Naundörfchen (Leipzig)

Naundörfchen (Leipzig)
Das Naundörfchen mit dem Hahnreysteg über den Pleißemühlgraben (Aquarell 1886)

Das Naundörfchen war eine Siedlung westlich des alten Stadtkerns von Leipzig und bezeichnet heute eine dort verlaufende Anliegerstraße.

Inhaltsverzeichnis

Geschichte

Um 1100 siedelten sich deutsche Zuwanderer nahe der späteren Stadt Leipzig an. Das Siedlungsgebiet lag etwa in dem durch den Pleißemühlgraben und den Elstermühlgraben gebildeten Winkel westlich der Stadt. Es schloss sich südlich an die Siedlung an, die um die von irischen Mönchen an der Via Regia (im Verlauf des jetzigen Ranstädter Steinwegs) errichtete Jacobskirche entstanden war (Jacobs-Parochie), und war von ihr durch das sogenannte Gräbchen getrennt sowie im Süden durch den Diebsgraben begrenzt.

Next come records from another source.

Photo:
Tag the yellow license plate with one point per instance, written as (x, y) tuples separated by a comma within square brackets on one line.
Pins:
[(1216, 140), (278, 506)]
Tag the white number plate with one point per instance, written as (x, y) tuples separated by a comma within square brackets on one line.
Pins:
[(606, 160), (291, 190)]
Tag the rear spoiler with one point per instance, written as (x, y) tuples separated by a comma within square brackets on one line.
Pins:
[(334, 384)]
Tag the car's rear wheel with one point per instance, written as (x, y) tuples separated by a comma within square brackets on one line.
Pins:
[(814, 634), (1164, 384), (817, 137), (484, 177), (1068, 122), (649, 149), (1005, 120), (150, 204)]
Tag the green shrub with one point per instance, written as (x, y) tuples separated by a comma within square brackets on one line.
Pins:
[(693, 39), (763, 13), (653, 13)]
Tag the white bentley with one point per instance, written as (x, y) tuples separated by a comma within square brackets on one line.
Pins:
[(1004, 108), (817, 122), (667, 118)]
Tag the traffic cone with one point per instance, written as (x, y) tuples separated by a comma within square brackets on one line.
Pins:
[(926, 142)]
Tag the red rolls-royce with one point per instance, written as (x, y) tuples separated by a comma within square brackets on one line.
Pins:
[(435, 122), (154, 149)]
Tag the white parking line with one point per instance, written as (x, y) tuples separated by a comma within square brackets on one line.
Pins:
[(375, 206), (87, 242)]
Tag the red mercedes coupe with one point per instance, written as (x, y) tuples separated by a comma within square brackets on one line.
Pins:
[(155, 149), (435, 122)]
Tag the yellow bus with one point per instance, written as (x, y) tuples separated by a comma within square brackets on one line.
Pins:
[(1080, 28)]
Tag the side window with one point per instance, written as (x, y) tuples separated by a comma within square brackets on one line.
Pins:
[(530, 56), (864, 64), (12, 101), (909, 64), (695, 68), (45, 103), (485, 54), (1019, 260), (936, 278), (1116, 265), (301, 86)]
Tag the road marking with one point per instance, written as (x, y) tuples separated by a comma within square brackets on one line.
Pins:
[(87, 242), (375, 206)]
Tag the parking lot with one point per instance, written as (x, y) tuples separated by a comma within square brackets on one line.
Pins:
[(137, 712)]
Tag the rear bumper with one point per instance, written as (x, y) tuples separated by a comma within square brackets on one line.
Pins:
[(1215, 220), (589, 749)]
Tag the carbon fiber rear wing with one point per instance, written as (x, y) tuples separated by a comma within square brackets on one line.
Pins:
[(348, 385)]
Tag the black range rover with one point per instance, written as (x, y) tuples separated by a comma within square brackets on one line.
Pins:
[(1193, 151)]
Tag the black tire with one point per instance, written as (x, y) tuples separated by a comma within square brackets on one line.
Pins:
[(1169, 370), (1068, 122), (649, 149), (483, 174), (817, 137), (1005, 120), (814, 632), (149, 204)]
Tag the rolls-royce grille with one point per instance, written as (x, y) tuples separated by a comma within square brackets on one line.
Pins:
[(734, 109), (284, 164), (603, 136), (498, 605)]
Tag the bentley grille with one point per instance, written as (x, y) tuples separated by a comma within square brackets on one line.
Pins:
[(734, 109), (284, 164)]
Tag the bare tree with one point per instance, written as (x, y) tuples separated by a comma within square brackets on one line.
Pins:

Die Siedlung wurde erstmals 1285 als Nuendorf im Zusammenhang mit dem Übergang der Grundrechte an das Klarissenkloster Seußlitz bei Meißen erwähnt. 1503 kam das Naundörfchen an die Stadt Leipzig. Im 16. Jahrhundert war das Naundörfchen vorwiegend von Fischern bewohnt, und von den über 20 Gärten, die Bürger Leipzigs von den Toren der Stadt hatten, lagen fünf im Naundörfchen. Der wegen der späteren Überbauung zuletzt aufgegebene war Gerhards Garten.

Die der Stadt vorgelagerten und nicht in die Stadtbefestigung einbezogenen Siedlungen waren bei kriegerischen Auseinandersetzungen besonders gefährdet. Das traf für das Naundörfchen sowohl im Schmalkaldischen als auch im Dreißigjährigen Krieg zu. In letzterem wurde es nahezu dem Erdboden gleich gemacht. Es wurde danach relativ schnell wieder aufgebaut, aber wegen der Gewässersituation war hier eine Erweiterung des Straßensystems wie in anderen Vorstädten kaum möglich. Das Naundörfchen blieb eine beidseitig bebaute abgewinkelt verlaufende Gasse, die nur eine Zufahrt vom Ranstädter Steinweg aus hatte. Am südöstlichen Ende führte lediglich ein Holzsteg, der Hahnreysteg, über den Pleißemühlgraben.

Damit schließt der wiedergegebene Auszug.